NIST's Guiding Principles for Implementation
- Policies, processes, and infrastructure will be flexible enough to accommodate a wide range of scientific disciplines and a diversity of stakeholders, including funded researchers, universities, libraries, publishers, industry, civil society, and any other users of NIST research results.
- Search, archival, and dissemination features of the implementation will be optimized to encourage innovation in accessibility and interoperability while ensuring long-term stewardship of the results of federally funded research.
- Expansion of the types and volume of scientific information produced with NIST funding is anticipated. Extensible and evolvable solutions that can accommodate new needs on an ongoing basis are required. NIST will track and respond to continuing changes in digital technologies when planning to make research results publicly accessible.
- NIST's reputation for high-quality output, willingness to work in partnership, and responsiveness to stakeholders will be promoted and enhanced.
To the extent feasible and consistent with law, agency mission, resource constraints, and U.S. national, homeland, and economic security, NIST is proceeding to develop and implement a data management and public access infrastructure.

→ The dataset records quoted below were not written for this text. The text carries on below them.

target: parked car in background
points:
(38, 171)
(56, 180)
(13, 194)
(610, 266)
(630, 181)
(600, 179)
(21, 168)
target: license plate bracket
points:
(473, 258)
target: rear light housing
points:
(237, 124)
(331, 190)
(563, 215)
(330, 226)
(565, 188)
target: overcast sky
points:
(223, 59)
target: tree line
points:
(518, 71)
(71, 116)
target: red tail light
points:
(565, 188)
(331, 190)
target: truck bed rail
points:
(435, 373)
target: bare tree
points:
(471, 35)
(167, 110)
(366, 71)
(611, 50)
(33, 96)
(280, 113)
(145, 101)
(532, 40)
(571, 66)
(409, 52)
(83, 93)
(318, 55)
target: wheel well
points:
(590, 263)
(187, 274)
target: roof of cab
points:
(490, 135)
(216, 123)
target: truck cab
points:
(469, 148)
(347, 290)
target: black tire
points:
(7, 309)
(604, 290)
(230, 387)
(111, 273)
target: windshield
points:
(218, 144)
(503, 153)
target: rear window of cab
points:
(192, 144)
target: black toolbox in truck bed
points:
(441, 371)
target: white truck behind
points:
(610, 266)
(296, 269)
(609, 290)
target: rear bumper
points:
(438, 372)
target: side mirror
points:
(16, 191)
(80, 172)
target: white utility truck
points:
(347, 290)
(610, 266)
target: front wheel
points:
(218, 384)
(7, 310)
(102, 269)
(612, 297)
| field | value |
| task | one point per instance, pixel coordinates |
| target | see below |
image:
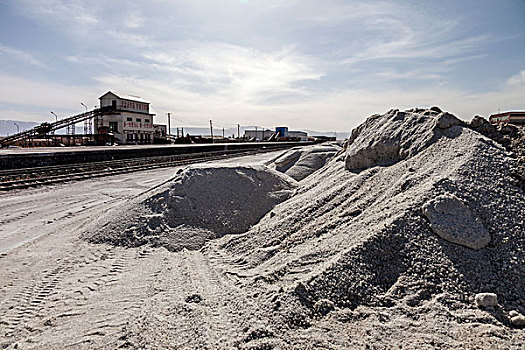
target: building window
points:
(113, 126)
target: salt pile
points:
(201, 203)
(378, 226)
(392, 241)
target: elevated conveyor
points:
(46, 128)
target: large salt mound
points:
(201, 203)
(301, 162)
(356, 233)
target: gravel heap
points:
(201, 203)
(301, 162)
(420, 208)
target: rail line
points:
(13, 179)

- An inventory of the datasets that are generated via NIST-funded research has been established as part of the comprehensive public listing of agency data required by the OSTP Memorandum of February 22, 2013 and OMB Memorandum M-13-13. The metadata in the inventory is being used to direct-feed the data.gov website. This catalog of metadata is being expanded regularly, beginning with NIST's Standard Reference Data and other datasets that are publicly available on NIST's website.

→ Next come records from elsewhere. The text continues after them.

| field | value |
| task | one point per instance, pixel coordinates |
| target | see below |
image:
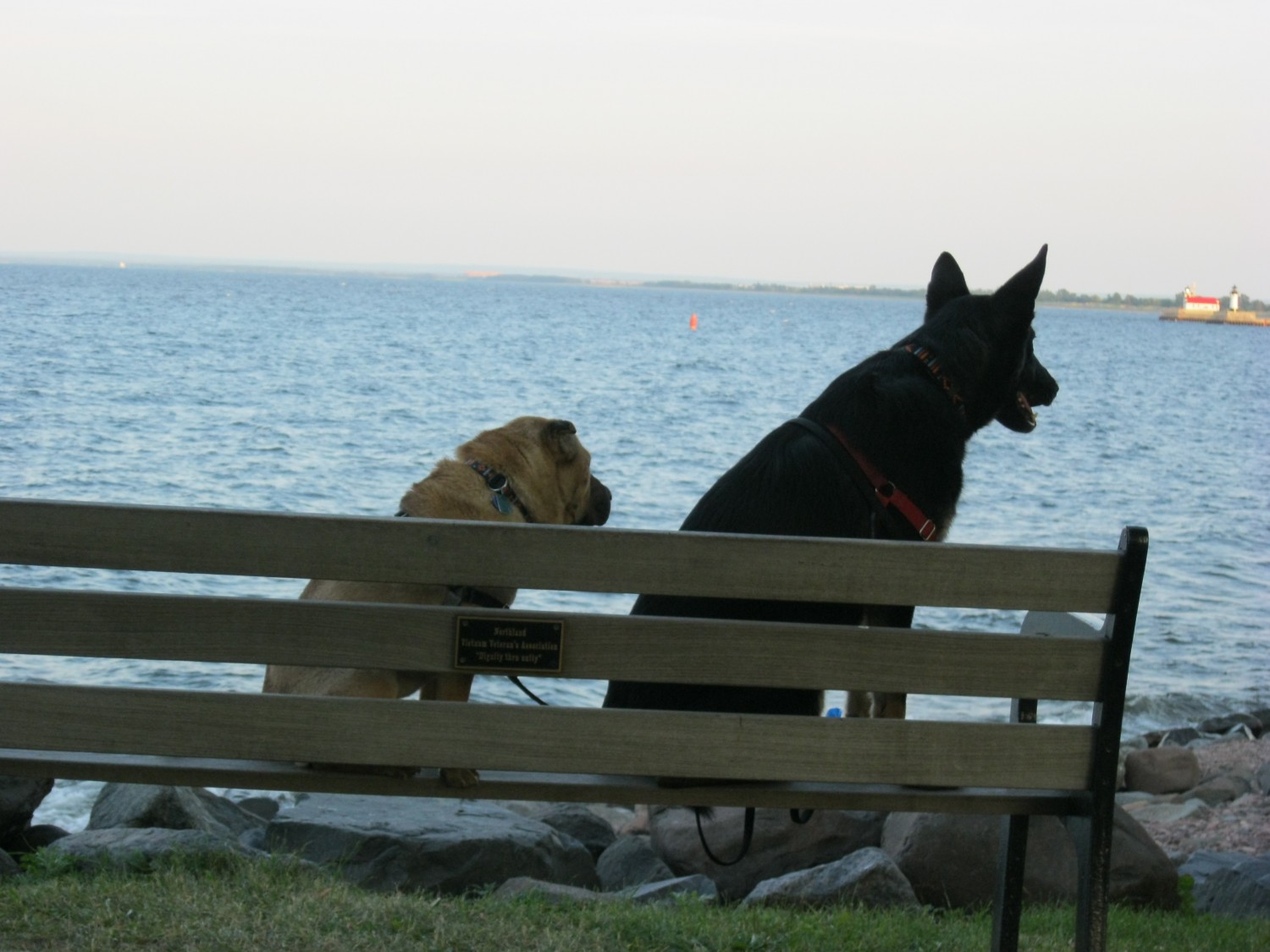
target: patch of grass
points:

- Starting October 1, 2014, data management plans will be implemented across NIST to document plans for storage, archival, and public access to NIST data that is generated as part of new projects. NIST is developing a simple Data Management Plan Tool, tailored to securely meet NIST requirements, to allow researchers to create and maintain these plans.
- NIST is developing and validating an interoperable Commerce data infrastructure to expand access to and dissemination of data. This infrastructure will include the assignment of persistent identifiers to all data sets and enhance the public's ability to find data that it needs. NIST is leading an interagency Technical Advisory Group to develop interoperability use-cases and requirements for a Commerce Interoperability Framework (CIF) Reference Architecture. NIST is also developing proof of concept and pilot implementations of this architecture. The pilot will be made available to various agencies to test after the proof of concept is completed.
NIST begins with the presumption that data should be released to the public, then asks reasonable questions to confirm that data can indeed be made public.
Is the quality of the data sufficient for public release?
Does the data contain personally identifiable information that is protected by the Privacy Act or other statute?
Does the data contain proprietary information that is protected by a nondisclosure agreement?
Is the data restricted by law from public disclosure?
Is the data classified?
Is the data protected by copyright?
Additional factors that must be considered include stakeholder need and the reasonableness of effort required to make the data available.
NIST will adopt a systematic approach to full and open consultation and cooperation with stakeholders, including those in the private sector, through the formation of public-private partnerships with foundations and other research-funding organizations, to improve compatibility and access to publications and data and explore new approaches to maintain and improve NIST's public access and data management policies.